July is UV Safety Month. Are you informed about the warning signs of skin cancer in the elderly? Skin cancer is the most common form of cancer (affecting more than two million Americans each year), but fortunately, it is also the easiest to cure. The key is finding it and treating it early. Here’s what you should watch for:

The warning signs of skin cancer:

  • A skin growth that noticeably increases in size and looks pearly, translucent, tan, brown, black or multicolored
  • A mole, birthmark, or any brown spot that:
    • Changes color
    • Increases in size
    • Changes in texture
    • Has an irregular outline
    • Is bigger than the size of a pencil eraser
    • Appears after age 21
  • A spot that itches, hurts, crusts, scabs, erodes or bleeds continually
  • An open sore that doesn’t heal within three weeks.

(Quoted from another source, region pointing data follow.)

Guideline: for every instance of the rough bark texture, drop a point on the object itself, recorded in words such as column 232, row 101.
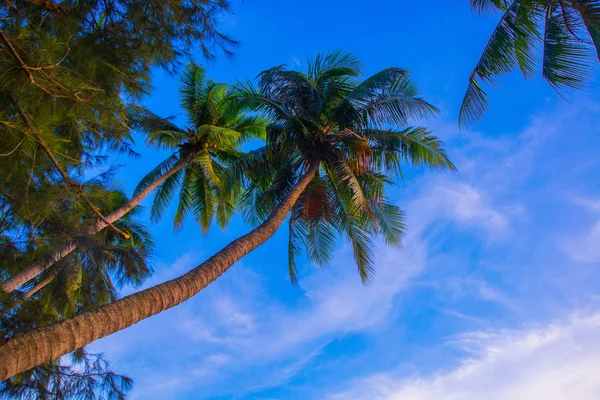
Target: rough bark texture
column 42, row 284
column 47, row 4
column 27, row 350
column 35, row 269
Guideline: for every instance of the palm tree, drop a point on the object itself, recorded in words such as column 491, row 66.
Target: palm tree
column 561, row 35
column 333, row 130
column 199, row 156
column 98, row 259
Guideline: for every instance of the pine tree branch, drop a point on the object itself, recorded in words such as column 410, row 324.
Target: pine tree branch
column 75, row 187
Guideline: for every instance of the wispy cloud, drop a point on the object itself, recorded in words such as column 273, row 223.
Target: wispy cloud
column 556, row 362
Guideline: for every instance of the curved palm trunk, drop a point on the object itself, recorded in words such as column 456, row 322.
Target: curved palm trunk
column 35, row 269
column 32, row 348
column 41, row 284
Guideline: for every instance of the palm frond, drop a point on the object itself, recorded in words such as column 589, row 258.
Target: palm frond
column 566, row 60
column 498, row 57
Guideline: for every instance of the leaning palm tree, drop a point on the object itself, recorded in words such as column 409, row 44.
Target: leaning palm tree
column 330, row 130
column 106, row 256
column 218, row 126
column 561, row 35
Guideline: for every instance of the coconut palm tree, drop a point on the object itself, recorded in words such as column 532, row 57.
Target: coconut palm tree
column 332, row 131
column 98, row 260
column 218, row 126
column 561, row 35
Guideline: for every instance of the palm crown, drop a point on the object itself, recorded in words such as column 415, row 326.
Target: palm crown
column 218, row 125
column 564, row 35
column 356, row 132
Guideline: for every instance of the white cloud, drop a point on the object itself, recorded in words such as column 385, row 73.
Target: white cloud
column 585, row 248
column 558, row 362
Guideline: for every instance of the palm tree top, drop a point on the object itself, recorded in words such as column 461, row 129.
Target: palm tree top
column 563, row 36
column 217, row 125
column 356, row 130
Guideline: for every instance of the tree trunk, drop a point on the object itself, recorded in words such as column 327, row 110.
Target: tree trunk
column 42, row 284
column 25, row 351
column 34, row 270
column 47, row 4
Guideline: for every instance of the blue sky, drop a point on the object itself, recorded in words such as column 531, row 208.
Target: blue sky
column 495, row 292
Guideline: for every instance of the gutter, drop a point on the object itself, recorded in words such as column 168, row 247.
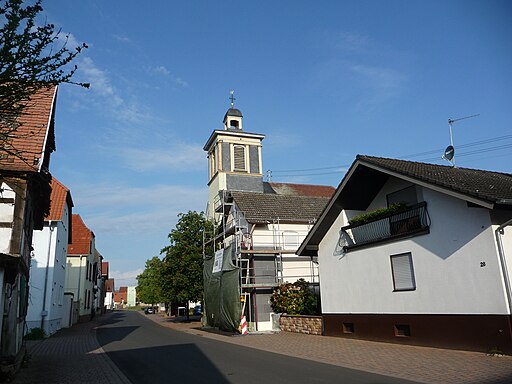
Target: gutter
column 44, row 312
column 499, row 232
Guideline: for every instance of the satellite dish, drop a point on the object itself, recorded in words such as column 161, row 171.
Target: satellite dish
column 449, row 152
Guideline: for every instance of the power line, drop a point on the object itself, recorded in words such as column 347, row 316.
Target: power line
column 342, row 168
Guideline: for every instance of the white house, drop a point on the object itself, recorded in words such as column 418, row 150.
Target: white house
column 260, row 226
column 81, row 265
column 433, row 271
column 48, row 264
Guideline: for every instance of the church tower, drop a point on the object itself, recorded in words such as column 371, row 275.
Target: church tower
column 234, row 158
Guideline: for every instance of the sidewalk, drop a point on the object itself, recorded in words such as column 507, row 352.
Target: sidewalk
column 71, row 356
column 421, row 364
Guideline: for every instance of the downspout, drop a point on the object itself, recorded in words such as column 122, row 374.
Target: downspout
column 79, row 283
column 500, row 231
column 44, row 313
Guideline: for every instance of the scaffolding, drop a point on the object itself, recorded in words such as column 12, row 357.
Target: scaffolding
column 274, row 244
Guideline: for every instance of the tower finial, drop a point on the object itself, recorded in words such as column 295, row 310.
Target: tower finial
column 232, row 98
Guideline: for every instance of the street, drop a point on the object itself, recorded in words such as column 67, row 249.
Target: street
column 146, row 353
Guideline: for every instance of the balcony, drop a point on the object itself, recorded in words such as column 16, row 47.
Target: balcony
column 411, row 221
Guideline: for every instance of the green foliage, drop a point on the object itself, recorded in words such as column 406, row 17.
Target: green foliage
column 295, row 299
column 183, row 260
column 35, row 334
column 31, row 57
column 377, row 214
column 150, row 282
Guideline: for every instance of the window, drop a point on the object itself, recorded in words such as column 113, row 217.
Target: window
column 402, row 330
column 239, row 158
column 290, row 240
column 406, row 196
column 403, row 272
column 348, row 327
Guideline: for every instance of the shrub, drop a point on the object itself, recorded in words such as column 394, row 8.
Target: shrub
column 295, row 299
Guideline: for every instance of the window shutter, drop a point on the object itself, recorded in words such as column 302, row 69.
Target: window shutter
column 239, row 158
column 403, row 273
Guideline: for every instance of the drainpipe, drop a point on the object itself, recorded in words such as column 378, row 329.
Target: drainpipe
column 499, row 232
column 44, row 313
column 79, row 281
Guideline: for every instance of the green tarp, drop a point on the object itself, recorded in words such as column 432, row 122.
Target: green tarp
column 222, row 291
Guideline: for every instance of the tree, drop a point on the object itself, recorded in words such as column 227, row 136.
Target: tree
column 149, row 282
column 32, row 57
column 183, row 260
column 295, row 299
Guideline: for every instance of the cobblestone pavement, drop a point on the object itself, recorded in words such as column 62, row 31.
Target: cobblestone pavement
column 421, row 364
column 71, row 356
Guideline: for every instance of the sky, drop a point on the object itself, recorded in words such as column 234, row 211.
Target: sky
column 323, row 80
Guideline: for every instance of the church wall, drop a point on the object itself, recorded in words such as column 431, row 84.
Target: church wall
column 226, row 158
column 254, row 160
column 239, row 182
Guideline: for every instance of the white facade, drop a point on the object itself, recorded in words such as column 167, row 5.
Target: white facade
column 456, row 266
column 47, row 276
column 80, row 282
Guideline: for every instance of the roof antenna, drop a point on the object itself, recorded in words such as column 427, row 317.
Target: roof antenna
column 232, row 98
column 449, row 152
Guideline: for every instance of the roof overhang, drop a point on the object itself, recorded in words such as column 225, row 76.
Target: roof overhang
column 222, row 132
column 356, row 191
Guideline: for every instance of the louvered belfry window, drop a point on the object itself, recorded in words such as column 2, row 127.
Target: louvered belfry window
column 403, row 272
column 239, row 158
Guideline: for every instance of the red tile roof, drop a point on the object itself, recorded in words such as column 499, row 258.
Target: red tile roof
column 303, row 189
column 59, row 197
column 81, row 238
column 109, row 285
column 35, row 134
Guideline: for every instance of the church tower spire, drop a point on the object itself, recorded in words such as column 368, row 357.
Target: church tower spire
column 234, row 157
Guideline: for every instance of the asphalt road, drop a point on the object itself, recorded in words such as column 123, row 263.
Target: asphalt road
column 148, row 353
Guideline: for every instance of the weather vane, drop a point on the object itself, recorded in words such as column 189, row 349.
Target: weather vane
column 232, row 98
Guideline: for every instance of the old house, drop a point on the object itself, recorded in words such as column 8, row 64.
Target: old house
column 417, row 253
column 24, row 203
column 81, row 265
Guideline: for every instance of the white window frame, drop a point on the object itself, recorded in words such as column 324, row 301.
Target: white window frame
column 234, row 161
column 402, row 271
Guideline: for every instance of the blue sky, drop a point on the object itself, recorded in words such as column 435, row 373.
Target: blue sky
column 323, row 80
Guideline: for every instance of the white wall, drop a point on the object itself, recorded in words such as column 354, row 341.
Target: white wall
column 6, row 216
column 447, row 266
column 49, row 257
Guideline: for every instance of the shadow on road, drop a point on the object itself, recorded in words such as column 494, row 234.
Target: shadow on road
column 176, row 363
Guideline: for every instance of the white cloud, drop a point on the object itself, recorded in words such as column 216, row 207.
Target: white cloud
column 161, row 70
column 184, row 157
column 122, row 39
column 127, row 209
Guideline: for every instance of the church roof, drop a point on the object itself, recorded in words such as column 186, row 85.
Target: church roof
column 263, row 207
column 300, row 189
column 233, row 112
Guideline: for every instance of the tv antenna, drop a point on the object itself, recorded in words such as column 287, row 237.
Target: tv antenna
column 449, row 152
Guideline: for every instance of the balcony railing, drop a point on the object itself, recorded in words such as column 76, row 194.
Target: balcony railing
column 414, row 220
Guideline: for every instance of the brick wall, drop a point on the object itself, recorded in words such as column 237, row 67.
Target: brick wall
column 311, row 325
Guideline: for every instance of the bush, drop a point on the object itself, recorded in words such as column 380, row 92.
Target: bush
column 295, row 299
column 35, row 334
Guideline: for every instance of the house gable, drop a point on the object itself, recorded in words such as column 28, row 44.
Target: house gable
column 367, row 176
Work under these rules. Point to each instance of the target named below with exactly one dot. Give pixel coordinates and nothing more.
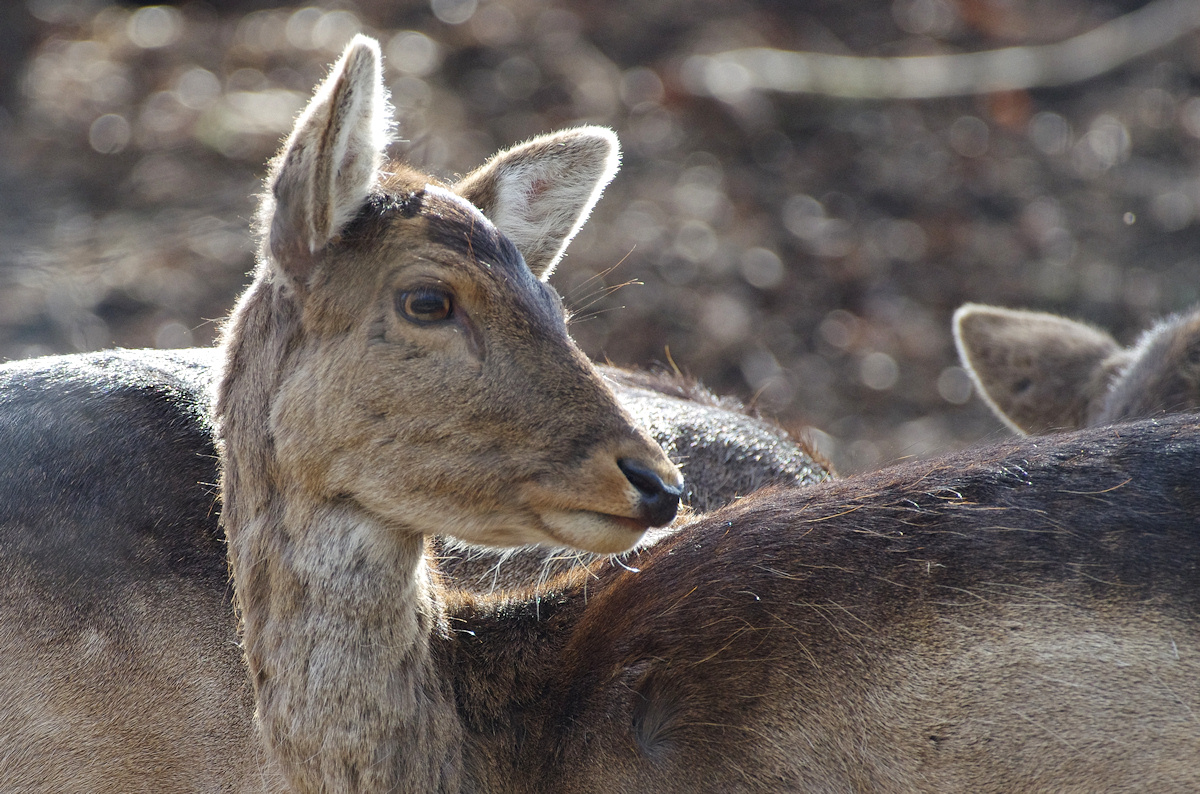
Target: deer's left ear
(541, 192)
(329, 163)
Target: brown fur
(723, 450)
(1041, 372)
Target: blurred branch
(1073, 60)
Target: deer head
(417, 346)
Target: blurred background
(802, 252)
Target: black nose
(659, 500)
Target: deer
(1039, 372)
(1014, 617)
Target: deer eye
(425, 306)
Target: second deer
(1041, 372)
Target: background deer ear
(541, 192)
(1038, 372)
(330, 161)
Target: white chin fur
(592, 531)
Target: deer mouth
(594, 531)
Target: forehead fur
(450, 221)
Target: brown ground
(805, 252)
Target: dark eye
(424, 306)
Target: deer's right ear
(1037, 372)
(329, 163)
(541, 192)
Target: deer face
(430, 378)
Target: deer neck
(337, 612)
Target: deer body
(1017, 618)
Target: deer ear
(540, 193)
(1037, 372)
(330, 161)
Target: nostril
(659, 500)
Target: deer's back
(117, 630)
(1019, 618)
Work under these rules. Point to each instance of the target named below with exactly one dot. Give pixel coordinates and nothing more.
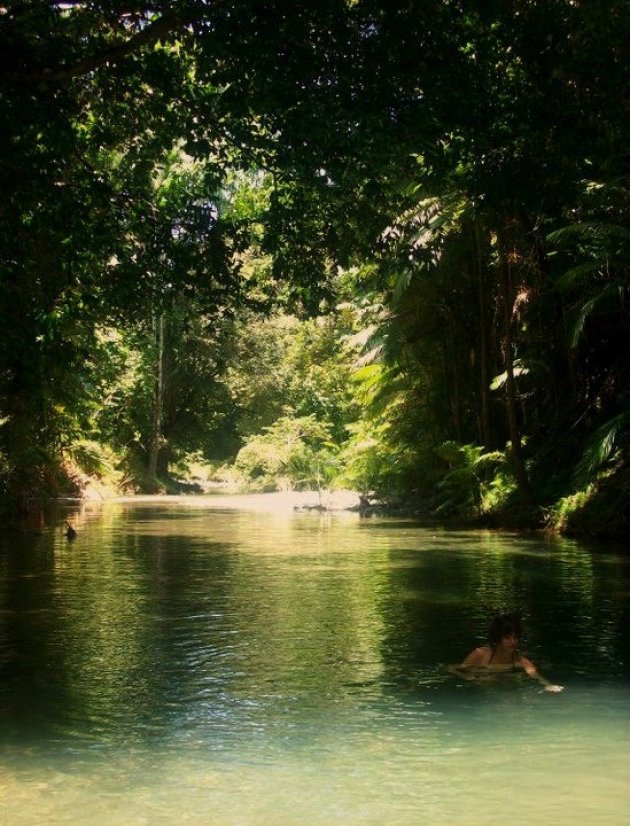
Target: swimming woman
(502, 655)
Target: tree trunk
(158, 401)
(484, 377)
(507, 304)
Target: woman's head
(502, 626)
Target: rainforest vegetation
(380, 244)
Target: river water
(215, 661)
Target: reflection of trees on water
(155, 619)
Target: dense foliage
(457, 173)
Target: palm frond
(600, 449)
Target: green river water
(218, 661)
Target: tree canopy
(457, 172)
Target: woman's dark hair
(502, 625)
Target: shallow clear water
(188, 662)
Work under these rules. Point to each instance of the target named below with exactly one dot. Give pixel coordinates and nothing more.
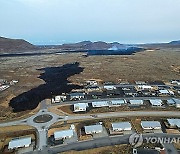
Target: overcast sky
(65, 21)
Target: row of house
(78, 107)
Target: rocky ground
(151, 65)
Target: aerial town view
(95, 77)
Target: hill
(14, 45)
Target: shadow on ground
(56, 83)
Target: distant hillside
(14, 45)
(175, 42)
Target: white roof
(100, 103)
(174, 122)
(150, 124)
(136, 102)
(93, 128)
(164, 91)
(176, 100)
(81, 106)
(19, 142)
(171, 101)
(156, 102)
(63, 134)
(121, 125)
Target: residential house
(135, 102)
(151, 125)
(19, 143)
(77, 96)
(100, 104)
(121, 126)
(64, 134)
(93, 129)
(156, 102)
(80, 107)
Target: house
(64, 134)
(150, 125)
(130, 91)
(77, 96)
(156, 102)
(135, 102)
(93, 129)
(109, 87)
(92, 82)
(80, 107)
(171, 102)
(92, 88)
(174, 122)
(118, 102)
(144, 87)
(59, 98)
(177, 101)
(121, 126)
(175, 82)
(164, 92)
(140, 82)
(19, 143)
(100, 103)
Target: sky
(69, 21)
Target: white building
(77, 96)
(135, 102)
(114, 103)
(100, 104)
(156, 102)
(58, 135)
(93, 129)
(174, 122)
(144, 87)
(92, 82)
(19, 143)
(109, 87)
(59, 98)
(80, 107)
(171, 102)
(121, 126)
(150, 125)
(177, 101)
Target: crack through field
(56, 79)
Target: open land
(163, 64)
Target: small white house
(121, 126)
(156, 102)
(144, 87)
(80, 107)
(109, 87)
(150, 125)
(93, 129)
(100, 104)
(114, 103)
(177, 101)
(171, 102)
(58, 135)
(19, 143)
(60, 98)
(174, 122)
(135, 102)
(77, 96)
(164, 92)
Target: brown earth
(147, 65)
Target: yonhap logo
(136, 140)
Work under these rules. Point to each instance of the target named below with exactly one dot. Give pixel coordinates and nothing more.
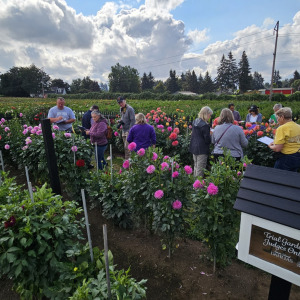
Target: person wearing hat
(62, 115)
(287, 141)
(254, 116)
(127, 121)
(87, 119)
(273, 119)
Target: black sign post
(51, 157)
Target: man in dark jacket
(201, 140)
(87, 119)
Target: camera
(120, 123)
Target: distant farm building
(284, 91)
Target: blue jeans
(289, 162)
(101, 159)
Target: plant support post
(87, 224)
(106, 259)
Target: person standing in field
(286, 142)
(87, 119)
(273, 119)
(200, 140)
(235, 113)
(142, 133)
(127, 121)
(62, 115)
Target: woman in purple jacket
(98, 135)
(142, 133)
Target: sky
(77, 38)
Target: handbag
(223, 133)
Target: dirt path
(187, 275)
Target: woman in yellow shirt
(287, 141)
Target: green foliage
(215, 218)
(35, 239)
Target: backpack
(109, 132)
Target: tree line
(232, 77)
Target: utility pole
(276, 28)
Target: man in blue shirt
(62, 115)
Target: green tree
(57, 82)
(172, 82)
(200, 84)
(257, 81)
(244, 74)
(147, 82)
(75, 86)
(277, 79)
(124, 79)
(208, 85)
(192, 82)
(23, 81)
(221, 79)
(159, 87)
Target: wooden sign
(275, 248)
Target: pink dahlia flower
(198, 184)
(154, 156)
(212, 189)
(132, 146)
(175, 174)
(188, 170)
(141, 152)
(164, 166)
(126, 164)
(176, 204)
(158, 194)
(150, 169)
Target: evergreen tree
(232, 72)
(221, 79)
(244, 74)
(144, 82)
(172, 82)
(257, 81)
(124, 79)
(192, 82)
(296, 75)
(227, 74)
(276, 79)
(208, 85)
(151, 81)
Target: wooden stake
(106, 259)
(87, 224)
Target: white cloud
(198, 36)
(68, 45)
(162, 5)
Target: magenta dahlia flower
(188, 170)
(126, 164)
(141, 152)
(158, 194)
(132, 146)
(198, 184)
(212, 189)
(150, 169)
(176, 204)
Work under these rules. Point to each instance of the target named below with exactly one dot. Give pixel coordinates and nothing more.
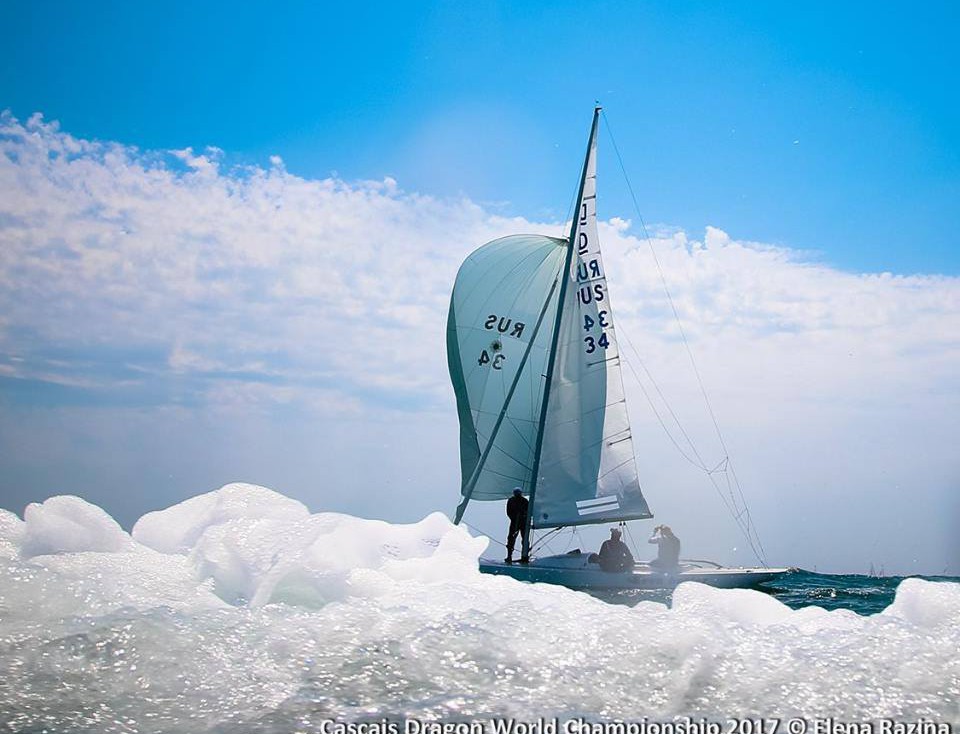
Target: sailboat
(535, 366)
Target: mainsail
(507, 343)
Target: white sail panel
(587, 470)
(502, 290)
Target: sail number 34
(590, 341)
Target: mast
(551, 361)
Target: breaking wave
(239, 610)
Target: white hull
(575, 572)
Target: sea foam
(239, 610)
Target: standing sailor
(614, 554)
(517, 512)
(668, 549)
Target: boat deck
(574, 571)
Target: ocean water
(862, 594)
(239, 611)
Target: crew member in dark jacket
(614, 554)
(517, 512)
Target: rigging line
(676, 316)
(663, 425)
(544, 538)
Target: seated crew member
(614, 555)
(668, 549)
(517, 512)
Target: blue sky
(820, 126)
(271, 308)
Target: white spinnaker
(588, 472)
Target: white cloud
(123, 270)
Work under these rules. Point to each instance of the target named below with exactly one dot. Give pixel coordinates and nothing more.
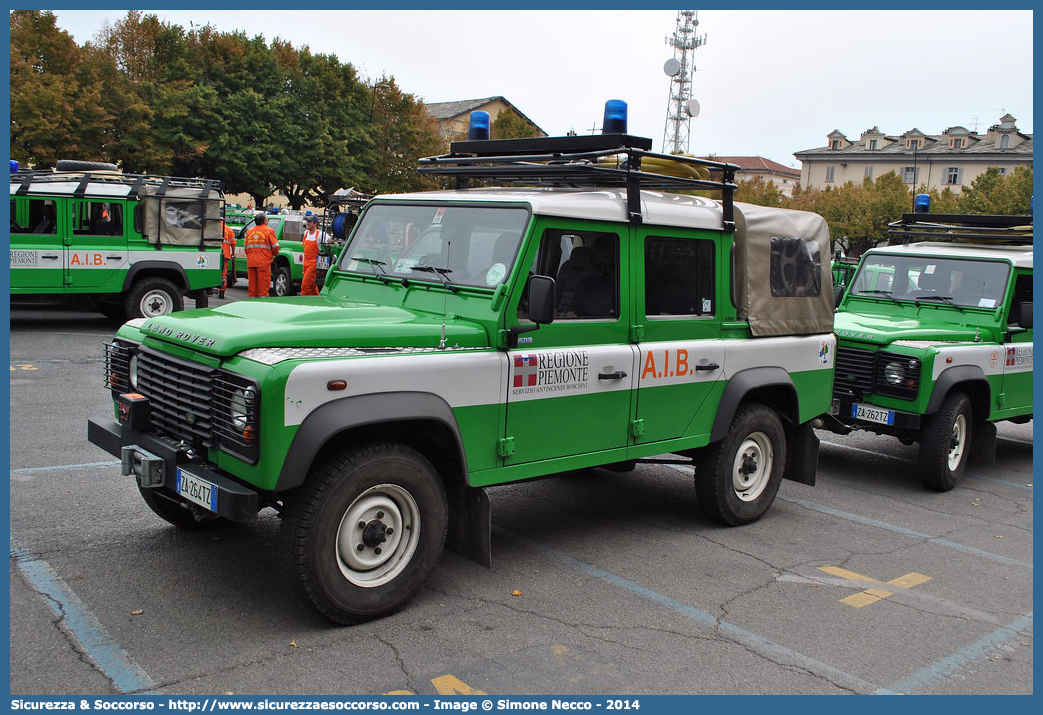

What to do if you’re suspicious of a spot:

Make an appointment with a physician right away. Mentioning that you’re concerned about a skin spot can sometimes help you get an earlier appointment. Don’t delay or hope it will go away: many skin cancers are very simple to treat if caught early. But if skin cancers are allowed to progress, they can result in extensive treatment, disfigurement, and even death.